The following moved to Agaña together with their four servants: Julian Gerona, Pablo Ocampo, Maximino Trías, Simon Tecson, Lucino Almeida, Norberto Dimayuga, Juan Mauricio, Silvestre Legaspi and Eulogio González.

The American authorities also invited me to live in Agaña, with a promise to take care of my sustenance, but I refused.

1st of September 1901

At twelve o’clock noon, our companion, Don Maximino Hizon died of the same illness as Barican; his sudden death is more sudden than Barican’s. It was only yesterday that the deceased felt he was sick. R.I.P.

We also learned that the Governor has granted our companions’ petition to live on their own in Agaña.

11th of August 1901

Messrs. Carmona and Rivera embarked for Manila. We do not know if the former has been freed or he is just summoned to Manila on some matters; the latter is not a prisoner, and for this reason, he is allowed to return to Manila on account of his sickness.

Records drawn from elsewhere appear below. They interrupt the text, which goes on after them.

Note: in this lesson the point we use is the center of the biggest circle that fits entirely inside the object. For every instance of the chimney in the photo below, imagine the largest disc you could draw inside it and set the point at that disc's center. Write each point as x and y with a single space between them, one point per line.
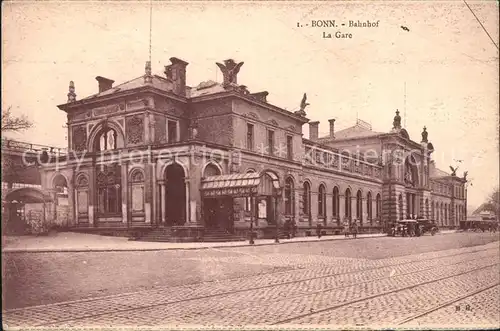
332 128
104 83
176 72
313 130
261 96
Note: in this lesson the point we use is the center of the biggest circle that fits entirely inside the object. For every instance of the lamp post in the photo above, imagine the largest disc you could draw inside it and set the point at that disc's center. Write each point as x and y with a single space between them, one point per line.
277 195
252 211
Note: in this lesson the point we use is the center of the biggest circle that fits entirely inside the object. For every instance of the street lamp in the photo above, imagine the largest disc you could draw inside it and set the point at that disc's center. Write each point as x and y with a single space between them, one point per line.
252 211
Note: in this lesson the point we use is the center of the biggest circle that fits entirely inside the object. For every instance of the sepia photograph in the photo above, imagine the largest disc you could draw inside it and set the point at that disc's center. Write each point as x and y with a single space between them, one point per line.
250 165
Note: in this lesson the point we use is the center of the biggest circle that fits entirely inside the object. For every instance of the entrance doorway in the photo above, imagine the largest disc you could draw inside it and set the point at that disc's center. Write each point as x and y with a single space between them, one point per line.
175 195
219 214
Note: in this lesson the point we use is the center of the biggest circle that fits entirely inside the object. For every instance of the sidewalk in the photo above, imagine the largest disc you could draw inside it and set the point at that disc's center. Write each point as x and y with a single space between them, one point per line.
80 242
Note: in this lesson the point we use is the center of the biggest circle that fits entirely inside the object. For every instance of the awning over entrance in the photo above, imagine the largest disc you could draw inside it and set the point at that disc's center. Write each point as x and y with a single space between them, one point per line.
240 185
28 195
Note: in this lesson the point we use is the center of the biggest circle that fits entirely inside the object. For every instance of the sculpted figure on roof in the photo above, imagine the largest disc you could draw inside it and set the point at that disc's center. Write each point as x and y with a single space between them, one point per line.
230 71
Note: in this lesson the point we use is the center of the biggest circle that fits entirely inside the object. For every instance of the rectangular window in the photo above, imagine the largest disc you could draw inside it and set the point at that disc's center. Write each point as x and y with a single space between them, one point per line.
289 147
270 141
172 131
250 136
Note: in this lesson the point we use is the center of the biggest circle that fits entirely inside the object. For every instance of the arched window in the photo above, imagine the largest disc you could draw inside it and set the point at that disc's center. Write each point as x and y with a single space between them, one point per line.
369 206
106 140
137 190
307 199
289 201
335 203
379 207
359 206
321 202
348 204
109 190
248 200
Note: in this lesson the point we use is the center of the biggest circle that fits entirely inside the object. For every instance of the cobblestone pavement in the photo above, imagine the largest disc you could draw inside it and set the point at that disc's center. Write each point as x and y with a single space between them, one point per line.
43 278
413 290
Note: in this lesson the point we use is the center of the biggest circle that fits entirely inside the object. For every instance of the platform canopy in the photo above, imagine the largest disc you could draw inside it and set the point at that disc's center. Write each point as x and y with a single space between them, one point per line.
240 185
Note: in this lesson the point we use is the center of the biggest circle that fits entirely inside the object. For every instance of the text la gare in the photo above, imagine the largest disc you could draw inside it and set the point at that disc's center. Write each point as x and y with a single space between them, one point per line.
338 35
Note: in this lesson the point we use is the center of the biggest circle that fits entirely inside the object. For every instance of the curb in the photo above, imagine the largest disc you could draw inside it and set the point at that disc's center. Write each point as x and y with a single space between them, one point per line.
146 249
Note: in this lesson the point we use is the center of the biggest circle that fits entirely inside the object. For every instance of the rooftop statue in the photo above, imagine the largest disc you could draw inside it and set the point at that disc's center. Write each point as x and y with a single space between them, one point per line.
424 135
230 71
397 121
453 171
303 103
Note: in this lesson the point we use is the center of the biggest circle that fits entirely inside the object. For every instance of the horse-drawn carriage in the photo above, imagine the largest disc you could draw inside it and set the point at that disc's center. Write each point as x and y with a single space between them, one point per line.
413 228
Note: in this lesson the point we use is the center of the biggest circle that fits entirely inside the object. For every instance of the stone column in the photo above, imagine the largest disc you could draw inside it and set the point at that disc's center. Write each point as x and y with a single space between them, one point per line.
188 214
124 190
154 193
91 195
163 201
71 204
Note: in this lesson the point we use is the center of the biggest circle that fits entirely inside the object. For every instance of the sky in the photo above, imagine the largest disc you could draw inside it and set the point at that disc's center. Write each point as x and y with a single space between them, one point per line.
446 61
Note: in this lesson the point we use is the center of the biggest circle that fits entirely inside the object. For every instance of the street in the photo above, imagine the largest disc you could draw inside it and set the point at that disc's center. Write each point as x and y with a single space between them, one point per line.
441 280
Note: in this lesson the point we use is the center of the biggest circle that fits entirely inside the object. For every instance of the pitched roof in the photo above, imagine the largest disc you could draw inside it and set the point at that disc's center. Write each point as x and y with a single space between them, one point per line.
435 172
205 88
157 82
356 131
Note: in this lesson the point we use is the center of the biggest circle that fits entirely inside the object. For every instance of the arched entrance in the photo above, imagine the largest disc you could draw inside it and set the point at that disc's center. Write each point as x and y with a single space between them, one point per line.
25 210
175 195
61 210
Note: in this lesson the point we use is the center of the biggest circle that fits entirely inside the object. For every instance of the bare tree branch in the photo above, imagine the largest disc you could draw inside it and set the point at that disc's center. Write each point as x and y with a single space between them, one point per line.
12 123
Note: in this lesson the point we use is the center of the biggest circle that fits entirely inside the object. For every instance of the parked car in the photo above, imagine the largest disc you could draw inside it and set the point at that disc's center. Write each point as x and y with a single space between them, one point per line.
427 226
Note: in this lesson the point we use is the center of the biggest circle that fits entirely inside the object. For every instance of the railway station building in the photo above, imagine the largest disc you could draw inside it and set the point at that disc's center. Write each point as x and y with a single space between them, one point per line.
155 153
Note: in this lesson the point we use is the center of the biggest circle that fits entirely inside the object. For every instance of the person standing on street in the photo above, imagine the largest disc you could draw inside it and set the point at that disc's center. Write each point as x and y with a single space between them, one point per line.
346 227
318 230
354 229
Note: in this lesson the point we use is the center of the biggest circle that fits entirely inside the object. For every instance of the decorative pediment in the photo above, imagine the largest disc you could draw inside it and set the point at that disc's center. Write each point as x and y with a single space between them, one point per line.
252 116
404 134
105 110
272 122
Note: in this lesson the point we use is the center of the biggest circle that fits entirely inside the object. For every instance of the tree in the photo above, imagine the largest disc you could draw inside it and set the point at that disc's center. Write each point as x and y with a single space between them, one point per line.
494 201
13 123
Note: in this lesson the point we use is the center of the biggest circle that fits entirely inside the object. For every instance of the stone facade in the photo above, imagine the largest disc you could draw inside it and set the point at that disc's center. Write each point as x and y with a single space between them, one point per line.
139 152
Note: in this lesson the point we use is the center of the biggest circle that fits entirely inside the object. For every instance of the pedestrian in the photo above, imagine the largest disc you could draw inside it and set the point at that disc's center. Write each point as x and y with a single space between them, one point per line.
318 230
294 228
346 227
286 228
354 229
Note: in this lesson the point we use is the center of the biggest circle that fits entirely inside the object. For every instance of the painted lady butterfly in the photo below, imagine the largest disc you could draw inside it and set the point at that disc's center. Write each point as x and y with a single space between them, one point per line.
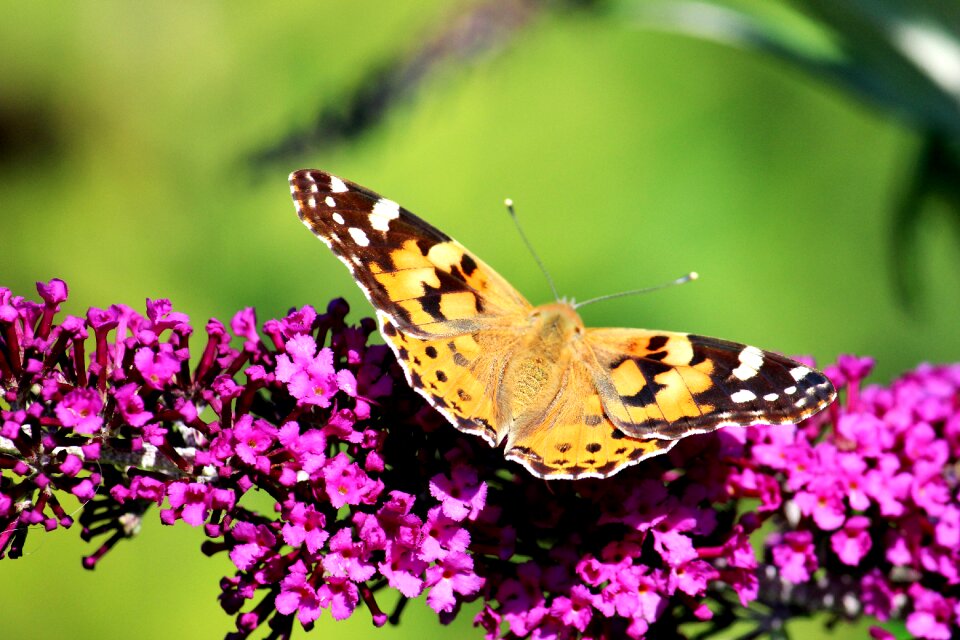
565 401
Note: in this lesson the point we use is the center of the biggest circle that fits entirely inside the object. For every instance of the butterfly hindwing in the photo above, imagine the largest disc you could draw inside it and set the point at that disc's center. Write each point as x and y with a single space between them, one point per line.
428 283
454 373
574 438
463 378
669 385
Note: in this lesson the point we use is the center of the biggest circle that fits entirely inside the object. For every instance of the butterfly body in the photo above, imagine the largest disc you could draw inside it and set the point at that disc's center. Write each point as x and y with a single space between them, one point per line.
564 400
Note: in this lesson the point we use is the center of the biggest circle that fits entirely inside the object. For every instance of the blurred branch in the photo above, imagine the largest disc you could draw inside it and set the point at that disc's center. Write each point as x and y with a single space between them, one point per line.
482 28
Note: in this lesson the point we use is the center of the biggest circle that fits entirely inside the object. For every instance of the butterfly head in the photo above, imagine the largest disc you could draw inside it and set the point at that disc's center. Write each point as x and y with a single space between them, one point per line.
557 320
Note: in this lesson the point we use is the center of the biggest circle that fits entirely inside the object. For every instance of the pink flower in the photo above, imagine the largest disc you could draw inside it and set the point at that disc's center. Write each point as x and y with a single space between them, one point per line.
80 410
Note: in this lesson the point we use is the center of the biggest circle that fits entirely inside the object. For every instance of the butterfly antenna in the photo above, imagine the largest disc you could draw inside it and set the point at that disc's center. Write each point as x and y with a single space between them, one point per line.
683 280
513 216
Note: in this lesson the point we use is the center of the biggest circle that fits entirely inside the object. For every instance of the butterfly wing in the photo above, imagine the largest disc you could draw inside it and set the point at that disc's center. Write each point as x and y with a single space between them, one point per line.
669 385
459 375
463 378
574 439
427 283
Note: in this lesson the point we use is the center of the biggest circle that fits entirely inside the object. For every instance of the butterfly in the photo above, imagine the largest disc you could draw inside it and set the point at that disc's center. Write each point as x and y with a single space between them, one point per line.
563 400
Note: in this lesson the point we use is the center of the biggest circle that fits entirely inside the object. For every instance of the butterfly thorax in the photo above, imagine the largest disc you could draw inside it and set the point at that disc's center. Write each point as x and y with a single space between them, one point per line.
531 375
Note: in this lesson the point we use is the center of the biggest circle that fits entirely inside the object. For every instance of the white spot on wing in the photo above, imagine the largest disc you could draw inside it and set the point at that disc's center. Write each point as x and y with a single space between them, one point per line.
799 373
359 236
383 212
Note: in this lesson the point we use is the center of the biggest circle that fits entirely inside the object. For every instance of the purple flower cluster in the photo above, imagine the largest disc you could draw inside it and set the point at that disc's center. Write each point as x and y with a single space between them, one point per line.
873 501
372 489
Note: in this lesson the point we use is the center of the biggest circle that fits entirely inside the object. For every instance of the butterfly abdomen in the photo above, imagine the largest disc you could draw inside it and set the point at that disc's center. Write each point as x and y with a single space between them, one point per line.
530 376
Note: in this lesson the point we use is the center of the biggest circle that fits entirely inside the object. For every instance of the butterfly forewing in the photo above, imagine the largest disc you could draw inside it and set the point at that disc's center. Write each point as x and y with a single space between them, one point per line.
670 385
425 281
456 374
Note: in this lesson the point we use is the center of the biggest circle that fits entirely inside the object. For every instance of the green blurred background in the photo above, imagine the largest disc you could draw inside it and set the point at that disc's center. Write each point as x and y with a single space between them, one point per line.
132 146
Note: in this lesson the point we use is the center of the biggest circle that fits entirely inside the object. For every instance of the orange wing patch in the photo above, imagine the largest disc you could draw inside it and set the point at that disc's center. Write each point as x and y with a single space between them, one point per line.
574 439
428 283
670 385
458 375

A warship unexpectedly arrived in the afternoon, with Commander William Swift on board. He is supposed to replace the Governor who is being called to the United States. Mr. Schroeder and his family boarded the ship at the first hours of the evening.

The new Governor has visited us for the second time. His first visit was the day after he took his oath of office. With him is Mr. Paul Linebarger, a passenger of Kilpatrick, which is anchored at bay, who is going to the Philippines to assume the post of Judge in Batangas. According to him, he came to see me if I wanted to send anything to Batangas. Naturally, I thanked him for this.

He wanted to hear my opinion about Philippine matters; in all sincerity, I told him I could not, being away from the country for more than seven months and therefore, I am not aware of the changes that have been affecting my country. He said I could ask him whatever I wanted to know, as he is aware of the happenings in the Philippines. Not giving this much importance, I decided not to respond nor ask anything. Before leaving, the Governor invited Don Pablo Ocampo to Agaña.